The new facility, CONSOL Energy’s 103rd water treatment operation, will treat a maximum flow of 3,500 gallons per minute (gpm) of mine water, according to company officials. Water sources are from the company’s Blacksville No. 2, Loveridge and Robinson Run mining operations.
This is a positive for a number of reasons, said CONSOL President Nicholas J. Deluliis. “It allows our investment in operations and the numerous family-sustaining jobs to support operations in northern West Virginia for the next 20 to 30 years,” he said. “It also supports our transformation into a truly diversified energy company.”
The mine water will be pretreated for metals removal prior to conveyance through 34 miles of pipeline spanning three counties to the new centralized treatment facility, company representatives noted. The new facility’s design features a zero liquid waste-based treatment process, comprised of raw water pretreatment, a reverse osmosis membrane system, and an evaporation and crystallization of reverse osmosis reject and ancillary support systems, according to CONSOL. Treatment residuals, including softening sludge and salts, will be disposed of on-site; consequently, no waste will leave the property.
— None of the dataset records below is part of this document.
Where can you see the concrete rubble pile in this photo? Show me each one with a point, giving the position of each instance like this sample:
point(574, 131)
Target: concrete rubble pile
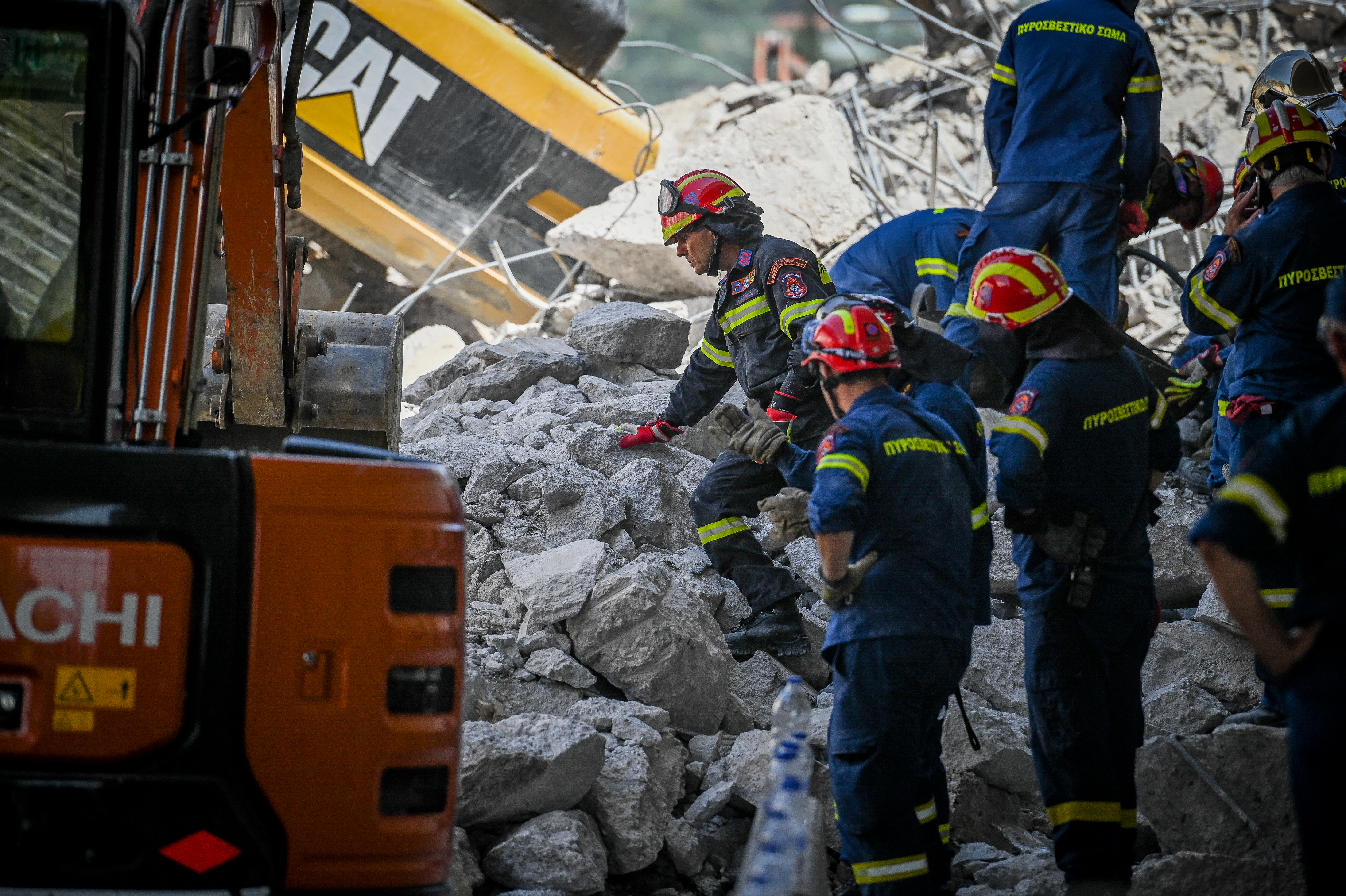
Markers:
point(614, 743)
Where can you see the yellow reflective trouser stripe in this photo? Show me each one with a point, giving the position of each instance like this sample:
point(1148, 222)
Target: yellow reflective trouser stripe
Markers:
point(1278, 598)
point(937, 267)
point(850, 463)
point(1026, 428)
point(1208, 306)
point(981, 516)
point(744, 314)
point(796, 311)
point(1254, 492)
point(890, 870)
point(721, 528)
point(717, 356)
point(1081, 811)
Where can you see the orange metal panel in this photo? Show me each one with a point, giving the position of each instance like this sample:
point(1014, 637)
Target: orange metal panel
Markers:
point(97, 633)
point(324, 637)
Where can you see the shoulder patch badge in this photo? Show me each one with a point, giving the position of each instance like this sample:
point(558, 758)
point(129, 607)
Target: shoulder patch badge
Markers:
point(1024, 401)
point(783, 263)
point(793, 286)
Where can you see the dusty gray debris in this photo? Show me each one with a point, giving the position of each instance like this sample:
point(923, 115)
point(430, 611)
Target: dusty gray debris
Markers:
point(995, 672)
point(630, 333)
point(556, 583)
point(710, 804)
point(684, 847)
point(525, 765)
point(552, 664)
point(1250, 763)
point(602, 712)
point(648, 631)
point(633, 798)
point(1186, 872)
point(1213, 660)
point(465, 872)
point(757, 683)
point(556, 851)
point(1182, 708)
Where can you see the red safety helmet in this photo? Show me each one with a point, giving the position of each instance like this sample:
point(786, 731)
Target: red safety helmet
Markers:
point(851, 338)
point(686, 201)
point(1199, 178)
point(1014, 287)
point(1281, 131)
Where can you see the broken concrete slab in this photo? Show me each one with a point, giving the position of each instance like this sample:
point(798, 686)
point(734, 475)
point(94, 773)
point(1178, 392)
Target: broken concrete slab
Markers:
point(556, 851)
point(525, 765)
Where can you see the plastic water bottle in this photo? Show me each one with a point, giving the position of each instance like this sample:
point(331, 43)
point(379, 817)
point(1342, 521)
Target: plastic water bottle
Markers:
point(792, 711)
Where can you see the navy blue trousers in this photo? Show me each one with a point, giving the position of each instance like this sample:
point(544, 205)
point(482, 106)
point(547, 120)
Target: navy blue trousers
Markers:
point(1083, 673)
point(884, 751)
point(1316, 699)
point(1072, 223)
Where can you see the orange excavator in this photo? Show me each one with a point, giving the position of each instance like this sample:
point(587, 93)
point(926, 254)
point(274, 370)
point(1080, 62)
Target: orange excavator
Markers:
point(221, 671)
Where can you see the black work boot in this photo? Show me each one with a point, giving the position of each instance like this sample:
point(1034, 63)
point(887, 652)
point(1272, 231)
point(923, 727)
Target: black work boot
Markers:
point(779, 630)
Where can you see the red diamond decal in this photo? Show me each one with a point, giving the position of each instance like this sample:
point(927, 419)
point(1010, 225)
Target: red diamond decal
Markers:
point(201, 852)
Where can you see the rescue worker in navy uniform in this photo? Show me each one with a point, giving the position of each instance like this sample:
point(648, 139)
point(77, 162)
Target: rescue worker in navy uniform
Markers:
point(893, 496)
point(924, 370)
point(772, 290)
point(1069, 75)
point(1266, 279)
point(896, 258)
point(1087, 578)
point(1289, 500)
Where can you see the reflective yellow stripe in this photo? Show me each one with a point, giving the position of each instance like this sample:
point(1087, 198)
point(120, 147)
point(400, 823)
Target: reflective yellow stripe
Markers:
point(1157, 416)
point(1254, 492)
point(1146, 84)
point(1279, 598)
point(721, 528)
point(1208, 306)
point(744, 314)
point(937, 267)
point(890, 870)
point(1026, 428)
point(796, 311)
point(717, 356)
point(979, 516)
point(850, 463)
point(1081, 811)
Completed in Q2 2013, the new facility’s construction began in Q2 2011, generating 400 new construction jobs with 30 full-time permanent jobs for operation and maintenance. CONSOL, in addition, has a 10-year agreement with Veolia Water, a division of Veolia Environment. The facility was constructed in accordance with West Virginia Department of Environmental of Protection standards for chloride content of water discharged to receiving streams.